翌朝、忍たま達はそれぞれ指定された場所に待機した。恭弥も山田先生に言われたが、いつもの如く「僕に指図するな」と言い群れからそう遠くない民家の屋根で寝転がっていた。
その他の、佐武鉄砲隊と三年生以上の上級生、火薬委員、そして種子島の薬込み役を申し出た虎若が昨日竹を間渡にした柵を盾にした最前線に。一、二年生は蛸壷の近くに建てた竹束の陰で様子を伺っていた。
そんな中、昨日からペットのジュンコを飼っている三年い組の伊賀崎孫兵は「ジュンコ〜…」とだらしない声をあげながら落ち着きが無かった。
固唾を呑み、タソガレドキ軍の様子を伺っていた時だった。

…ドーンッ

砲弾が放たれた。

「届かない!」

真剣に弾を見ている中、四年ろ組の田村三木ヱ門は叫んだ。
しかし、

「伏せぇーッ!!」
「え?!」

虎若の父が叫び、照星が三木ヱ門を押して避けた。
瞬間、砲弾は草地を数回バウンドし威力を増して、忍たま達へ襲いかかった。砲弾は柵を突き破り、真っ直ぐに斜堂先生へ向かい(華麗に避けたが)、一年い、ろ組へ向かって行った。

「……へぇ、」

恭弥は一番安全でもあった屋根の上で小さく感嘆の声を洩らした。一方、回避した忍たま達は土井先生の指示を受けていた。

「届いた…。草地でバウンドして…」

三木ヱ門は草地の方を向き、驚き呟いた。


***


その頃、一発目の砲弾は壁を破り壊し、高く弧を描き、奥の御堂へ転がる。昨晩壊れた階段の代わりに置かれた板を昇り、砲弾は御堂の中へ入ろうとした。
しかし、其の砲弾は止められる。
陽射しに照らされ、逆光に輝く眼鏡。少年は手に持っていた頭巾を持ち上げた。

「皆の怪我は…、」

頭巾を頭に結び、前を見据えた少年。

「私が治す!!」

少年──乱太郎は大きな声で決意表明をした。


***


ドーン、とまた大砲が鳴る。
呆然としている場合ではなかった忍たま達は、虎若の父の「退避ーッ!!」という命令にそれぞれ蛸壺に入り避難した。
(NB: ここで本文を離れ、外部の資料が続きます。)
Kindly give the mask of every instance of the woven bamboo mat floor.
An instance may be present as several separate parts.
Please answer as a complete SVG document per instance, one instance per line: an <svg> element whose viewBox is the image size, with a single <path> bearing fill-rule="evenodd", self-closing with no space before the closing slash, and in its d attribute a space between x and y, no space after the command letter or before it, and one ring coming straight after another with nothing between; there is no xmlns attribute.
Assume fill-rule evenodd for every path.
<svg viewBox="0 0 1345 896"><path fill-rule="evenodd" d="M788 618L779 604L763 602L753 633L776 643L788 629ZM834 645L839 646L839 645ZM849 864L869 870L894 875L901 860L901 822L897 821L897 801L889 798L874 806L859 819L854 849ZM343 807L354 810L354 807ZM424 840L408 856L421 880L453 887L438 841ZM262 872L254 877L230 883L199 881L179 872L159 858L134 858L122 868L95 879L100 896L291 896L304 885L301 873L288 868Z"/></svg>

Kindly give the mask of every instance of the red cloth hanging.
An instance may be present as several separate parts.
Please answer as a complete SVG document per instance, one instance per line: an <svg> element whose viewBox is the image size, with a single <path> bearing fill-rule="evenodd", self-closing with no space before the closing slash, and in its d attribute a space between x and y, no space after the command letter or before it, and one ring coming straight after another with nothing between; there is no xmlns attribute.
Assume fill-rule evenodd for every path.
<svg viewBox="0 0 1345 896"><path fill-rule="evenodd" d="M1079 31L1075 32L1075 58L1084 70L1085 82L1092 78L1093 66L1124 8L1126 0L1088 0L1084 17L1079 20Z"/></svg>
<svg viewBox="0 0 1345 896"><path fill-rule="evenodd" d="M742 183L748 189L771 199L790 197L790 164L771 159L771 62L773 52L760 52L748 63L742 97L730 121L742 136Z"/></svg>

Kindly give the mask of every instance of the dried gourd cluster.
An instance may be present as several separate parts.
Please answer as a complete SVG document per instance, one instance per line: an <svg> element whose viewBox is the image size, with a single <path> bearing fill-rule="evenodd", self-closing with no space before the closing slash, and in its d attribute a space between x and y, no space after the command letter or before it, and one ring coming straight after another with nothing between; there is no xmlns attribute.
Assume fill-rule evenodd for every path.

皆が避難している中、恭弥は屋根でまた小さく欠伸をしていた。
その姿に三郎は目を丸くし、慌てて声を掛けた。

「ちょ、恭弥先輩?!貴方何してるんですかッ!?危ないですよ!」
「君達みたいに柔じゃ無い」
「だからって其処に居ても危ないですよ!」
「オイ恭弥!!何しとるんだ、バカタレ!早く来いッ!!」
「ヤダ」

即答だった。その間にも数弾、砲弾が飛んでくる。間を空け、文次郎が「何でだよ?!」と尋ねれば…、

「群れたくないから」

キッパリと、恭弥は真っ直ぐと前を見据え答えたのだった。
恭弥の返答に半分納得し、半分呆れていると、油断していたのか、竹谷の真ん前に砲弾が降って来た。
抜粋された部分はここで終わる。